Okay, let's talk about text fragments. I really wanted to talk about this because it's been in the back of my mind for a while, I hadn't had time to look into it. Google has just released an official Chrome extension which allows you to link to text fragments. So again, I'll put a link to this extension in the show notes at - but this is an extension that allows you to directly link to parts of your content on a page, in a way that it will allow it to be highlighted and jumped straight to by a browser. Let's rewind a little bit and go through that in a bit more detail because I'm sure there's probably a fair amount of listeners that this change has gone under the radar. I've seen it live in Google search results now for at least a month, it's probably a bit longer than that if I've only known noticed it a month ago, it's probably at least a couple of months which is that in the feature snippet results, I've started to notice and you'll see it now, if you do a Google search that generates a featured snippet result, when you click on that result when you get taken to the web page, you'll have the part of that text on the page now highlighted in yellow, as if it had a highlighter pen dragged over it, if you're running a chromium-browser. So this is something that chromium brace browsers like brave. Chrome, Microsoft edge, support and it's a way that within the URL, so within the link to a page, you can ask the browser to essentially highlight some of the content on a page and this is called text fragments. So I'm just going to talk a little bit about text fragments, a little bit about their usage and some speculation on what they might be used for in terms of SEO.

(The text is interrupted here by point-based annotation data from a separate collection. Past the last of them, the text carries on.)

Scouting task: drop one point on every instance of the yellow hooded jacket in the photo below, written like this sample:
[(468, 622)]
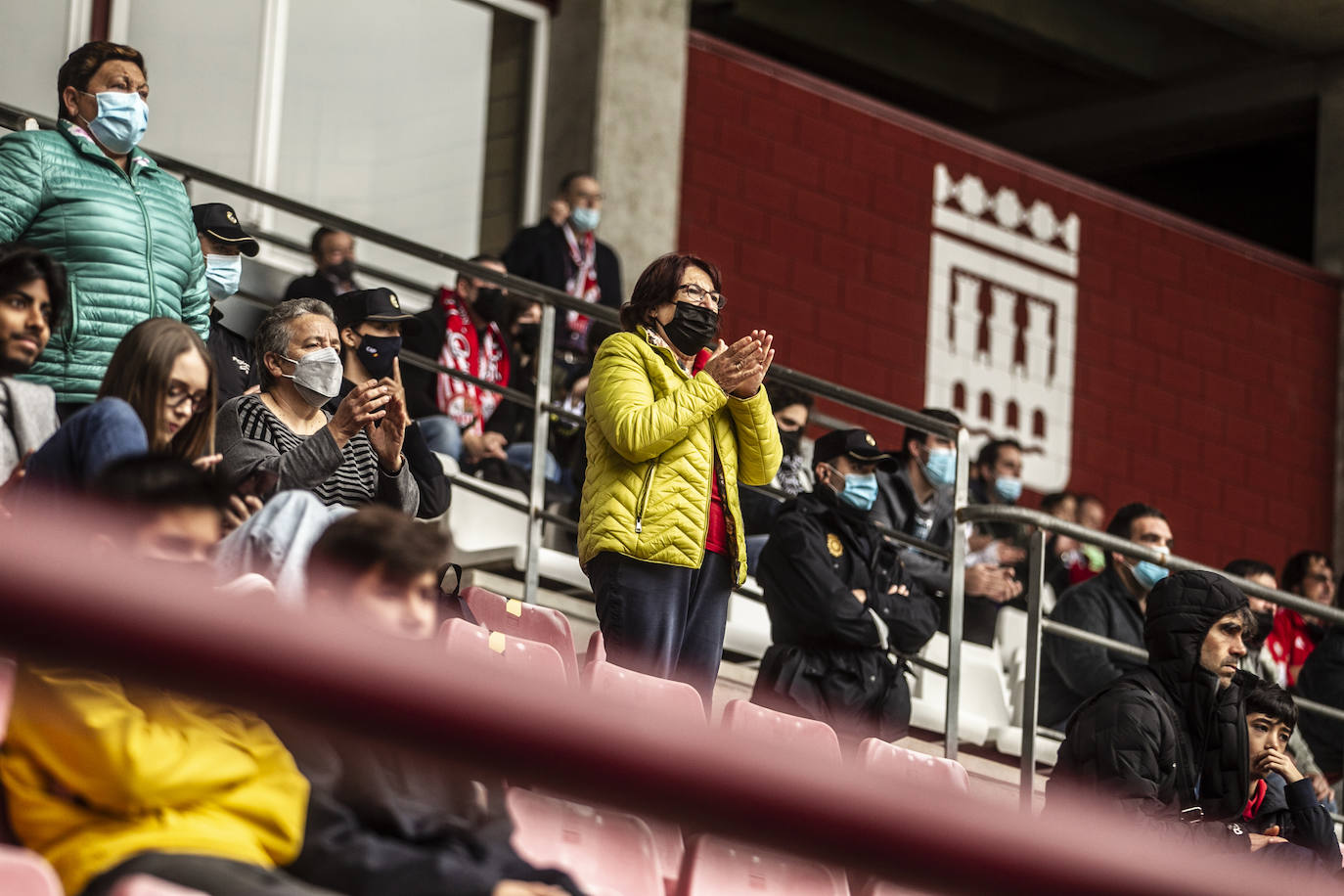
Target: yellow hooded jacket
[(652, 434), (97, 771)]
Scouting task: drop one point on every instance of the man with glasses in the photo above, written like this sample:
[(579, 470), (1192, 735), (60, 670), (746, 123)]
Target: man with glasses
[(1294, 636), (564, 252)]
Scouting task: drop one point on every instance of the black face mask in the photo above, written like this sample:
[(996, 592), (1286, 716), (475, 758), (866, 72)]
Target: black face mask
[(528, 337), (693, 328), (489, 304), (343, 270), (378, 352)]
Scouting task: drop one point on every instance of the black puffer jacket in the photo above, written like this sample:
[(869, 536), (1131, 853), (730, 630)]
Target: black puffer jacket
[(1154, 735)]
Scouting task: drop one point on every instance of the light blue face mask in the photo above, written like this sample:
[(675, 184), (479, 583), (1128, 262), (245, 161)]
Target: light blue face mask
[(1008, 488), (121, 121), (585, 219), (941, 468), (222, 276), (1148, 574), (861, 490)]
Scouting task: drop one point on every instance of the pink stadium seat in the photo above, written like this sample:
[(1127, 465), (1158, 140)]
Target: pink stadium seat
[(525, 621), (147, 885), (525, 657), (658, 698), (717, 867), (793, 733), (605, 852), (25, 874), (890, 760)]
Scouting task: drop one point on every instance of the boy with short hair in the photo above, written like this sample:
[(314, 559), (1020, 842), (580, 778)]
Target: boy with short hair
[(1292, 812)]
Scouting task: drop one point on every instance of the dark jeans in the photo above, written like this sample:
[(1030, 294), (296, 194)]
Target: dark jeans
[(210, 874), (663, 619), (104, 431)]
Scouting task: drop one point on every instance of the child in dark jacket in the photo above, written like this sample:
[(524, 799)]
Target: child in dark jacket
[(1290, 812)]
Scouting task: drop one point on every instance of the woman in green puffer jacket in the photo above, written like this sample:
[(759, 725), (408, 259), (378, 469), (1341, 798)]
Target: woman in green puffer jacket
[(671, 430), (119, 225)]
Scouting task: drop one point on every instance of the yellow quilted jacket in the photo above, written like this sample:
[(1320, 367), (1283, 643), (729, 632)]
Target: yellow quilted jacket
[(96, 771), (652, 431)]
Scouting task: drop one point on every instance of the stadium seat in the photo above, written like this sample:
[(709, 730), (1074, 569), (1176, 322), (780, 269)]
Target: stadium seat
[(527, 621), (605, 852), (528, 658), (717, 867), (791, 733), (147, 885), (898, 763), (657, 698), (25, 874)]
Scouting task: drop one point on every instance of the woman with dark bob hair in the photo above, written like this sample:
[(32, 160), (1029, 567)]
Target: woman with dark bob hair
[(675, 420)]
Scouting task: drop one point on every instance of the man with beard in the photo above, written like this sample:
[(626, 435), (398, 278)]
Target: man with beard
[(32, 297), (839, 601)]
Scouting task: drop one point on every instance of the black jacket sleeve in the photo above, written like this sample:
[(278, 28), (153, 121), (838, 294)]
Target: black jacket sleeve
[(435, 490), (1305, 823), (1084, 666)]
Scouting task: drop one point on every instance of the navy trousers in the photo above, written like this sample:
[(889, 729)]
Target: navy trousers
[(663, 619)]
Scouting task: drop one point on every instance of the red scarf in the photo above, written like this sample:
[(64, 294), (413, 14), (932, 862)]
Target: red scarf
[(581, 284), (467, 351)]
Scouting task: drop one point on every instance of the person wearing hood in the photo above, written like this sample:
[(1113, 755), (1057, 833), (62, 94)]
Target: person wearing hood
[(1168, 743), (839, 601), (225, 242), (371, 323), (564, 252), (1111, 605)]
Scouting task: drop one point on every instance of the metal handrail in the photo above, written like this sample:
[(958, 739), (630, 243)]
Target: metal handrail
[(553, 299), (1037, 623)]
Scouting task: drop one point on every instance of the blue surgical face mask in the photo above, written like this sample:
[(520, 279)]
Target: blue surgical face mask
[(585, 219), (121, 121), (859, 489), (941, 468), (222, 276), (1008, 488), (1148, 574)]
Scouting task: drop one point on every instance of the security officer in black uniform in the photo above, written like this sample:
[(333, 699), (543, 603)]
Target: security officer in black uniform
[(840, 604)]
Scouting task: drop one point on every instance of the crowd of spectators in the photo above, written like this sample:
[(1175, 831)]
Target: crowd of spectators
[(305, 463)]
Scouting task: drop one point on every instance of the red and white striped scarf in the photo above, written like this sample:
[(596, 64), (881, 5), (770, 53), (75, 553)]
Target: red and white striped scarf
[(581, 283), (481, 355)]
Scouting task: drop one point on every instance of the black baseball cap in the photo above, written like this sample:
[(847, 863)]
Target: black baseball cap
[(858, 445), (371, 305), (219, 222)]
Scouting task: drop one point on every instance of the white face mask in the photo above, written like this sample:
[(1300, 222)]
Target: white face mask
[(317, 375)]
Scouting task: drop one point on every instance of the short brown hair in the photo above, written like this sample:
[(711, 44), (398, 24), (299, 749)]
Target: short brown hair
[(658, 283), (377, 536), (139, 374), (85, 62)]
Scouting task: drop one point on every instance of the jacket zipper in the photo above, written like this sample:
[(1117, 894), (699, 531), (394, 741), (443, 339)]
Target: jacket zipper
[(644, 496)]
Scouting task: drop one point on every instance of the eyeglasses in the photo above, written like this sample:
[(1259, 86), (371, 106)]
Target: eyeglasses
[(178, 392), (699, 295)]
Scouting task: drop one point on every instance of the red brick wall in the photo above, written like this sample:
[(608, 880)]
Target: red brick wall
[(1206, 367)]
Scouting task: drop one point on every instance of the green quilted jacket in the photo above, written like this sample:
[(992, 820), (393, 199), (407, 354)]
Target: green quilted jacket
[(126, 241), (652, 430)]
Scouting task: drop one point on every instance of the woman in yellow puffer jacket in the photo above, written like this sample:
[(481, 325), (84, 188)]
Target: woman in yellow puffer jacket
[(672, 427)]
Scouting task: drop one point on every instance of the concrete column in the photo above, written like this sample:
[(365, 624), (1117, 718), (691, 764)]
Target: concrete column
[(615, 104), (1329, 252)]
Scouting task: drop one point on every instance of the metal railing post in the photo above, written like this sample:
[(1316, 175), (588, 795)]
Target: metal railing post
[(541, 431), (957, 597), (1031, 687)]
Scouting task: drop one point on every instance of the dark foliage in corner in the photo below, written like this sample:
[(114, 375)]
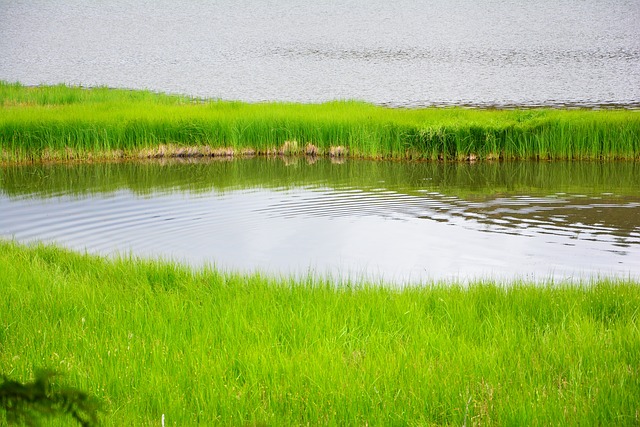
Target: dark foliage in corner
[(28, 403)]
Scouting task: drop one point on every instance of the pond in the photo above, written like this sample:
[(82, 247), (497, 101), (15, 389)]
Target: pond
[(399, 53), (399, 222)]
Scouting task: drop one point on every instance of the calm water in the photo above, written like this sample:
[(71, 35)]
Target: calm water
[(403, 52), (401, 222)]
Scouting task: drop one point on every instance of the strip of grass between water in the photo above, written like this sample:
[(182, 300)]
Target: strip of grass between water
[(152, 338), (63, 123)]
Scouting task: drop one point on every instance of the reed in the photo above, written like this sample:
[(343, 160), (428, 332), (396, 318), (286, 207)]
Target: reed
[(152, 339), (62, 123)]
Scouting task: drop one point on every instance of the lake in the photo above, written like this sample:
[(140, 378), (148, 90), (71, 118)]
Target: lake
[(400, 222), (398, 53)]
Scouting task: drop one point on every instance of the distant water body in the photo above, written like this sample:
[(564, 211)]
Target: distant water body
[(398, 53)]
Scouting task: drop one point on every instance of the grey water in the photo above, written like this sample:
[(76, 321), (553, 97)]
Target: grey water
[(398, 53), (390, 222)]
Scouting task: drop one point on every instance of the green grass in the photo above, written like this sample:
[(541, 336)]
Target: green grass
[(59, 122), (152, 338)]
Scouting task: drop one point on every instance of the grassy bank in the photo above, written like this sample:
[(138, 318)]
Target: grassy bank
[(60, 123), (151, 338)]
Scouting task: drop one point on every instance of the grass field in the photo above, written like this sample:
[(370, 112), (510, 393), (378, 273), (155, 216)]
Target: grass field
[(150, 338), (63, 123)]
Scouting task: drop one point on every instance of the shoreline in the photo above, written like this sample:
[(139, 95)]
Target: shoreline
[(60, 123), (139, 335)]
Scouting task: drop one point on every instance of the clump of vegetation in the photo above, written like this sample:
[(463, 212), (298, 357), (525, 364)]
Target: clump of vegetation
[(28, 403), (204, 347), (67, 123)]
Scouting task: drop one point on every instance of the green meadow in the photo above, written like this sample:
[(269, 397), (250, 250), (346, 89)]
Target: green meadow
[(70, 123), (206, 347)]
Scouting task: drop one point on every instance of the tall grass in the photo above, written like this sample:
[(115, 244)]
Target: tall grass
[(152, 338), (59, 122)]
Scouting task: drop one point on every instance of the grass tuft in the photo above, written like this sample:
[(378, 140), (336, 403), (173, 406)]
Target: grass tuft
[(56, 123)]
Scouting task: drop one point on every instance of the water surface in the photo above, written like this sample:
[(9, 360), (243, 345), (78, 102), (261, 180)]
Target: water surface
[(398, 222), (404, 52)]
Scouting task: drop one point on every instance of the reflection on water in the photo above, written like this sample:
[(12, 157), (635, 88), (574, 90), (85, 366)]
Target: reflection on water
[(402, 52), (395, 221)]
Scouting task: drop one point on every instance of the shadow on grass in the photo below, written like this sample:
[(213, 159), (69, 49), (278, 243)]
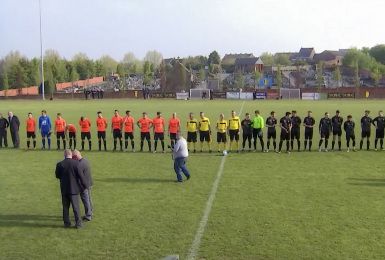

So this highlighter type thing, embarrassingly for me, I kinda didn't notice it on the first few sites I visited from featured snippets. I just thought it was maybe part of their design that they had highlighted that part of the page and it wasn't until I was outside of work actually, and just leisure browsing that I noticed it happening again, and I was a bit like, hang on, I didn't get this memo that we're all meant to be highlighting content or text on our sites and then I start Googling it and realised, oh actually I'm an idiot, it's this text fragment thing this rolled out. So, if you're feeling a bit like that at least know you're not alone, you're at least with me miss that.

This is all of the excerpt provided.